Acerra (Napoli), 17 settembre 1999 – Una banda di quattro rapinatori esplode quattro proiettili contro un ambulante, ferendo ad un occhio una ragazza di 15 anni, Laura Castaldo, che passava in strada.
I malviventi in motorino avvicinano l’ ambulante che scappa con il suo furgone e uno dei rapinatori esplode quattro colpi. Il commerciante resta illeso, Laura Castaldo viene ferita alla testa, la giovane rischia seriamente di perdere l’occhio.

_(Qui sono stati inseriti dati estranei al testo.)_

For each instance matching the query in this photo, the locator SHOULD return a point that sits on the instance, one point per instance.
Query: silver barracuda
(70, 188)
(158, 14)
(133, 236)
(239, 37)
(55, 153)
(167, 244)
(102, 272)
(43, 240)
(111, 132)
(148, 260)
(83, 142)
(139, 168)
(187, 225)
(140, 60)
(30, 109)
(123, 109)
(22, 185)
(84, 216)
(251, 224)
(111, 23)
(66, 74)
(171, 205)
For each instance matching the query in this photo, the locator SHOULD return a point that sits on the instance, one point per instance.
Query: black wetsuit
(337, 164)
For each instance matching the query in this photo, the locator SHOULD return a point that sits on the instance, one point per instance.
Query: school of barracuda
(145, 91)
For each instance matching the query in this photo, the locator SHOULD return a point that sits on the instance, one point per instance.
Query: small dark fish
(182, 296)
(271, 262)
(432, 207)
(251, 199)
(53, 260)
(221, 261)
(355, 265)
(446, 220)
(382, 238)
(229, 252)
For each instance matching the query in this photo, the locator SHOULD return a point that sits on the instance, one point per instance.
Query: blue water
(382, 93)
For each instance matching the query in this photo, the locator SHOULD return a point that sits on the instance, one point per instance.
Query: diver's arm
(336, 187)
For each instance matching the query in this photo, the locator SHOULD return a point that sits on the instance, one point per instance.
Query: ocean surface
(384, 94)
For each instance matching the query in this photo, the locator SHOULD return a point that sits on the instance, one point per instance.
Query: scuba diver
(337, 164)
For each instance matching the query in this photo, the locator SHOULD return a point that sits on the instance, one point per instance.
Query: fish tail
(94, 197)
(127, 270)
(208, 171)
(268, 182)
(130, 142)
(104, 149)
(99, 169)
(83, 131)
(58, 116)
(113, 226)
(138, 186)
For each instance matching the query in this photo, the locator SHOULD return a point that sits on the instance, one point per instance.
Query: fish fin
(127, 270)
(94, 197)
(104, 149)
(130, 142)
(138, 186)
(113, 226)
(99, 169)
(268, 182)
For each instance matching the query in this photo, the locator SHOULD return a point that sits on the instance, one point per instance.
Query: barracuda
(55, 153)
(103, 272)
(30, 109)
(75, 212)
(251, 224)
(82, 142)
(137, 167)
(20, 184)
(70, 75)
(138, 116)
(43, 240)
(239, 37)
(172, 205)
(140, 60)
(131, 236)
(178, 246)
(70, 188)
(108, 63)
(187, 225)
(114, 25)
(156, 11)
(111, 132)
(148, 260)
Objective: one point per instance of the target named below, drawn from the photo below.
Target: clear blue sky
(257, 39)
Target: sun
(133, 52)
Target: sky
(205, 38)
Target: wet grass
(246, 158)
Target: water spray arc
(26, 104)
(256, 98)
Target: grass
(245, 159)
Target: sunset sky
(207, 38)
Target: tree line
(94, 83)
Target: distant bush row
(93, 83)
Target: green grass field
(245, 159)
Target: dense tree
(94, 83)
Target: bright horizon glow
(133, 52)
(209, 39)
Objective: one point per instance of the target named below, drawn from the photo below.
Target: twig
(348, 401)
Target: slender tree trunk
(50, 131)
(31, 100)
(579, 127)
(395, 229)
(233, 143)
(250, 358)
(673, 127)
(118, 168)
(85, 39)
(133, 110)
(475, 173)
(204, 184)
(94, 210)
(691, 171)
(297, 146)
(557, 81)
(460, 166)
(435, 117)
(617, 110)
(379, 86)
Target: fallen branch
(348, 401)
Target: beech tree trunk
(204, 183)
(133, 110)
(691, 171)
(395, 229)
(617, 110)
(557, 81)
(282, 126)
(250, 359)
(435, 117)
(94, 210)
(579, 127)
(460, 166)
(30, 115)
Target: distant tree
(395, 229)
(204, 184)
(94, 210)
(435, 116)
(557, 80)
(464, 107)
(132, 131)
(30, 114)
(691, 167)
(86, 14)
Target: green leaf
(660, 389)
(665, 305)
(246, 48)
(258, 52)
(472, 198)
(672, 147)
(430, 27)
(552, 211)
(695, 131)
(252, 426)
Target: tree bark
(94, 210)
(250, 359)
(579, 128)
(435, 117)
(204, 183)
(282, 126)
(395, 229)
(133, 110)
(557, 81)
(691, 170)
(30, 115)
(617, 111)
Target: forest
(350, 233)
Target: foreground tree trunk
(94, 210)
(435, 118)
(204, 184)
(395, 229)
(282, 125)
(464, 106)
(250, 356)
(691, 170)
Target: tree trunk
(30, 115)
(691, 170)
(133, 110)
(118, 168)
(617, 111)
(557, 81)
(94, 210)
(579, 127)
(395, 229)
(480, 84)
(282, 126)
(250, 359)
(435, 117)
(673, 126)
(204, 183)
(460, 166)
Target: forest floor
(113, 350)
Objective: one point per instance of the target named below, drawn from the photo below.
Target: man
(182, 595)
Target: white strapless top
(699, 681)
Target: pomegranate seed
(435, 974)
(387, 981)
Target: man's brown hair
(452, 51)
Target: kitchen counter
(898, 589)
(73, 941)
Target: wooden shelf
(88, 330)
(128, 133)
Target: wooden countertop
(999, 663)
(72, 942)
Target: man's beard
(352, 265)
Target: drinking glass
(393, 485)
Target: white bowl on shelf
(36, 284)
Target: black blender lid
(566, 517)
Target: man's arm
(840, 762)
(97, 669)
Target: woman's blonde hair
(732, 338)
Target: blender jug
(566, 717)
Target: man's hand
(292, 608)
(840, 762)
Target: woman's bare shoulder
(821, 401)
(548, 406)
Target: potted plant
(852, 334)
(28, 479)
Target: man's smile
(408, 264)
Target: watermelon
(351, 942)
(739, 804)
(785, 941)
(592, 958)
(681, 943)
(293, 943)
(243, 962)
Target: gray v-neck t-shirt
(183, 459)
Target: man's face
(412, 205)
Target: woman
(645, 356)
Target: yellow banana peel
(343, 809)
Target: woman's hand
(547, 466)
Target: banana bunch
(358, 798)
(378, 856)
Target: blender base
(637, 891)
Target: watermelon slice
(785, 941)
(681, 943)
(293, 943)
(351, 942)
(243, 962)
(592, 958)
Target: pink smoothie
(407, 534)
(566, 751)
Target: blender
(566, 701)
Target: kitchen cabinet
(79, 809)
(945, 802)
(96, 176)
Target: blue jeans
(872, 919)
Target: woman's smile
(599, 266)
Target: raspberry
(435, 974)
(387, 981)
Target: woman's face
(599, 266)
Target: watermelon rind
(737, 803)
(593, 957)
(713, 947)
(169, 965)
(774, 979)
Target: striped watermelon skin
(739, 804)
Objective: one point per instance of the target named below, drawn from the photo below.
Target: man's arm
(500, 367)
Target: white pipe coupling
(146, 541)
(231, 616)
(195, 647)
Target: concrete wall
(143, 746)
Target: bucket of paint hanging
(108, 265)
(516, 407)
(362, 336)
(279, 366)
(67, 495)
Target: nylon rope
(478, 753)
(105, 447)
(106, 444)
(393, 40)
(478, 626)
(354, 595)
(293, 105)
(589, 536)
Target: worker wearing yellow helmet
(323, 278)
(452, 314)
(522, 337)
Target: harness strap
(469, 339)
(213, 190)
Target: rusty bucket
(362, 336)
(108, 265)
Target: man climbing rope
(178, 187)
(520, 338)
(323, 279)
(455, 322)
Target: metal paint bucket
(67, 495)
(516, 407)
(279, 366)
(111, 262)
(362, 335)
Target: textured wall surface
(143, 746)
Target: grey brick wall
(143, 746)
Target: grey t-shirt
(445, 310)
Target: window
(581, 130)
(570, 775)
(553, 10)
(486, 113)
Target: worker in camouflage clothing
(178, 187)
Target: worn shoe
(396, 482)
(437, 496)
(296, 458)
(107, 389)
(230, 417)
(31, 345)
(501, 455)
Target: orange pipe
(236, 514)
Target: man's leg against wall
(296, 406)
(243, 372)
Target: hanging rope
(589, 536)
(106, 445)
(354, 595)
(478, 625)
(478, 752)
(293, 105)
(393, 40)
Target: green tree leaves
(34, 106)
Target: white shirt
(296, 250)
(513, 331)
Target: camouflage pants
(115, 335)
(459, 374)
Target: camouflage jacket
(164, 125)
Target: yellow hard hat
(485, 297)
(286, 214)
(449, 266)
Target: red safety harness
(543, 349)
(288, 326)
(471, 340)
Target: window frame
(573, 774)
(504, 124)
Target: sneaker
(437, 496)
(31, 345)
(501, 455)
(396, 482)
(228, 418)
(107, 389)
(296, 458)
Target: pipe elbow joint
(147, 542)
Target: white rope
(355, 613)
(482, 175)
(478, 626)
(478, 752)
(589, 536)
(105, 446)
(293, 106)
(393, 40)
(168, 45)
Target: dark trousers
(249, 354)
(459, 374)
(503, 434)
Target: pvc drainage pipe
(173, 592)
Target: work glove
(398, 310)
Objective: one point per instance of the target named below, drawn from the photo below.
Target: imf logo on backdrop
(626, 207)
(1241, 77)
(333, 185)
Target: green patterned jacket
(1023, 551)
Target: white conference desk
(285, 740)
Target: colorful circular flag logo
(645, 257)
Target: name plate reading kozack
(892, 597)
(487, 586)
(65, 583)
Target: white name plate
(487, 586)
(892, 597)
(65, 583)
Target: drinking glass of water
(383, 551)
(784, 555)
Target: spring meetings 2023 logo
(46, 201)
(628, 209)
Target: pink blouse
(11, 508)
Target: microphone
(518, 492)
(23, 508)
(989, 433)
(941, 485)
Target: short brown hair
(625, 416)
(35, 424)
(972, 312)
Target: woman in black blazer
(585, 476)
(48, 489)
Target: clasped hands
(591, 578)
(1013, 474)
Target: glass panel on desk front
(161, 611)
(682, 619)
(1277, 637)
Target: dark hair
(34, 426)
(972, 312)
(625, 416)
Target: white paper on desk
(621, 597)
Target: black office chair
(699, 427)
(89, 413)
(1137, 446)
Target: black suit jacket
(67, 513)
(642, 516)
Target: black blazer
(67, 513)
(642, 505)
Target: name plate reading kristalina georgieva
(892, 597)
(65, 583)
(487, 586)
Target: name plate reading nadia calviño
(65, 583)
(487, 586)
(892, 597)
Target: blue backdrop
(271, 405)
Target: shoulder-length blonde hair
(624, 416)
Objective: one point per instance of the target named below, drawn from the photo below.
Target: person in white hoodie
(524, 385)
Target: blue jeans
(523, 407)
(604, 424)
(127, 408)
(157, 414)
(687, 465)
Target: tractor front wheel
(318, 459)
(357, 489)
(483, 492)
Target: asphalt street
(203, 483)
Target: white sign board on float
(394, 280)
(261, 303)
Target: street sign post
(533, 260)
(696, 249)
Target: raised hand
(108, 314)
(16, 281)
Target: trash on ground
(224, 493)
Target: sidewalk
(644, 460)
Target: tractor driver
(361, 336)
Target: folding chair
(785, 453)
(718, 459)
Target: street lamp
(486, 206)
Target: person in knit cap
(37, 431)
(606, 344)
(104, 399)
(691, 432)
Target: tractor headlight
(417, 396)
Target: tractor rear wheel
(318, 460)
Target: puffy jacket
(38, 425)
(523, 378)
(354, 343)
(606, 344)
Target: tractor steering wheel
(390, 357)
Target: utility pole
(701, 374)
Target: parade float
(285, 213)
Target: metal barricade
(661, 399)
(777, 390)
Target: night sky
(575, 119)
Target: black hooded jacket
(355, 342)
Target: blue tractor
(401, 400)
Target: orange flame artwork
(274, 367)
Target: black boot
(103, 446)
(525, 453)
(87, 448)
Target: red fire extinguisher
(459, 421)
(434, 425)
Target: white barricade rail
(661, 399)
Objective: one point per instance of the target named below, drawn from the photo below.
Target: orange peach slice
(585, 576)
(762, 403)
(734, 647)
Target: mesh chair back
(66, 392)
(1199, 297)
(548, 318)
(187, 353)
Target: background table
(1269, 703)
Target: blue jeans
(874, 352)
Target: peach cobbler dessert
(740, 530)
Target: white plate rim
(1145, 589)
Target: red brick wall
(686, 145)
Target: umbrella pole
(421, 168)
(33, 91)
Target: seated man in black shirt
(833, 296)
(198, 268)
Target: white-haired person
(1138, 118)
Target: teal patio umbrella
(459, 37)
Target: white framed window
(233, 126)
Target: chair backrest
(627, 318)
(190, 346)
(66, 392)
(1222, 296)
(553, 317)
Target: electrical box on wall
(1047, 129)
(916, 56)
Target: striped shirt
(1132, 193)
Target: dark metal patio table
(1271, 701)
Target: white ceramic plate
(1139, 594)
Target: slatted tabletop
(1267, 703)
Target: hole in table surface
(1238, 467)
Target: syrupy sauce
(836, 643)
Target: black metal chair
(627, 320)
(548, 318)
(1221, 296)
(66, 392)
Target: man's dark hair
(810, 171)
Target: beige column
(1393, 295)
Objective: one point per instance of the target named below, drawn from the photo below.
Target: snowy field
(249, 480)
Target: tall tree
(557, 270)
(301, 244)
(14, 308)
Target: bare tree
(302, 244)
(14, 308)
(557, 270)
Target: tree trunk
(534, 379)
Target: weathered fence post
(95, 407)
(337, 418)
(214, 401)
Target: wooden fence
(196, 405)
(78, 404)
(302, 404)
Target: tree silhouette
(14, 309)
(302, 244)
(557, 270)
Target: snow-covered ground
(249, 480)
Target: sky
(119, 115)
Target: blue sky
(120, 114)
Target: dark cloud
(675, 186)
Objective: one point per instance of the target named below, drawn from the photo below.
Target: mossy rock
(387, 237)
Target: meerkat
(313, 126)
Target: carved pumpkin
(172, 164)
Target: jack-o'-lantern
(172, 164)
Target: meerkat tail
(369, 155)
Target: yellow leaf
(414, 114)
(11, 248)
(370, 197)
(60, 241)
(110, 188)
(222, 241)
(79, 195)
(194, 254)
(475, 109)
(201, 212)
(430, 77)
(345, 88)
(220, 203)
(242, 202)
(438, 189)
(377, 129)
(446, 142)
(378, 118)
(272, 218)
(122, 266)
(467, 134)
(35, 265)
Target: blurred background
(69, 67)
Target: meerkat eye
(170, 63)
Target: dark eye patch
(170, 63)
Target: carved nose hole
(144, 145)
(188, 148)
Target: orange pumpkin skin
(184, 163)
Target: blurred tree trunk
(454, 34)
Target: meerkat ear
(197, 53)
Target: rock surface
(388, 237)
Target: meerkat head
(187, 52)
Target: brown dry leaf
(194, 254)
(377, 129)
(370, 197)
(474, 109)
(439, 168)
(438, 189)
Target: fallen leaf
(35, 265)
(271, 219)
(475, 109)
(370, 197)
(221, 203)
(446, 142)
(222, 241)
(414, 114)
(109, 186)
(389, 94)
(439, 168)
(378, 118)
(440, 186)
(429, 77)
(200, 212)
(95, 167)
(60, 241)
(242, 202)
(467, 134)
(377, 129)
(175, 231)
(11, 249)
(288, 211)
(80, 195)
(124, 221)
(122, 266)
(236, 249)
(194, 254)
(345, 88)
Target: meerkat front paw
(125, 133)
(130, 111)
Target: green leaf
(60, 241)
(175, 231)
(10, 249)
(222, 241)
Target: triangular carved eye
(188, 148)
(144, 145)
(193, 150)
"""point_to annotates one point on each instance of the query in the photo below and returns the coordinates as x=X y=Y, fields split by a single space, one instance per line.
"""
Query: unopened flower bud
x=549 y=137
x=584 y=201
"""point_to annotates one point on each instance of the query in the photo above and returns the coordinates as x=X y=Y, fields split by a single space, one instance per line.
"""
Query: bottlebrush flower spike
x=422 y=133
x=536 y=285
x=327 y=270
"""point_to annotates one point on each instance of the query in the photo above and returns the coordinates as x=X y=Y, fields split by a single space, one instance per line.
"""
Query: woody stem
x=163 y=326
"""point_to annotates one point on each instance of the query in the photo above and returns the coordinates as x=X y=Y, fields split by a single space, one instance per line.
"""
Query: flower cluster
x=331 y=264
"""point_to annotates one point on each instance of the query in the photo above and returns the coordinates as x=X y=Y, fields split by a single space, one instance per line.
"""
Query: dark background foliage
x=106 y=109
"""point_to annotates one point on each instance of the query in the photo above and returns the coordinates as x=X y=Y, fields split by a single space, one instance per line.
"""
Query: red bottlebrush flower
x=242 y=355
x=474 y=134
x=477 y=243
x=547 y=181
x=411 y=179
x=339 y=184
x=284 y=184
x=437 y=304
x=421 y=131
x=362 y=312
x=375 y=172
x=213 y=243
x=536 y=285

Quel pomeriggio, alle 14.45, era andata a comprare il pane con due amiche. Le tre sono in via Di Vittorio, a pochi metri da via Diaz, dove nel frattempo due giovani su uno scooter, pistola alla mano, assaltano il furgone di un venditore di secchi, scope e spugne. L’uomo si oppone, mette in moto il furgone, ma i due lo inseguono sparando, incuranti di chi possa trovarsi sulla traiettoria dei proiettili. E colpiscono Laura, che cade a terra senza perdere conoscenza, mentre le amiche cercano invano di fermare qualcuno per aiutarla. Le auto che passano non si fermano.
Dopo le prime indagini radiografiche e le analisi strumentali, i medici hanno stilato una prognosi più certa: le possibilità di recupero dell’occhio sinistro sono davvero poche. La pallottola è entrata dalla fronte nel cranio di Laura in modo obliquo: ma se miracolosamente non ha leso il cervello, passando a meno di un centimetro dalle meningi, ha sfiorato il nervo ottico sinistro provocando secondo gli stessi medici, una sorta di ustione e lesione traumatica che ha leso forse irrimediabilmente i tessuti nervosi.
La polizia, la mattina seguente, ferma due sedicenni facenti parte del gruppo, mentre continua a cercare gli altri due pregiudicati maggiorenni: per tutti l’accusa è di tentato omicidio e tentata rapina, anche se a premere il grilletto è stato uno dei due latitanti. Una banda di balordi, già protagonista di varie rapine nella stessa zona, ma che finora non aveva mai sparato.
L’identikit sociale dei due sedicenni è abbastanza usuale: evasori scolastici, nullafacenti, ma appartenenti a famiglie oneste, di operai della zona.
Gli inquirenti scopriranno che a premere il grilletto fu Antonio Capone, 23 anni, padre di una bimba di quattro mesi. Quando l’ hanno arrestato, in una masseria di Acerra, alle porte di Napoli, Antonio è scoppiato a piangere: “Non volevo fare del male a quella ragazza, ho perso la testa, faccio le rapine perché mi servono i soldi, devo pagare l’ affitto di casa, 500mila lire al mese, deve portare avanti la famiglia”.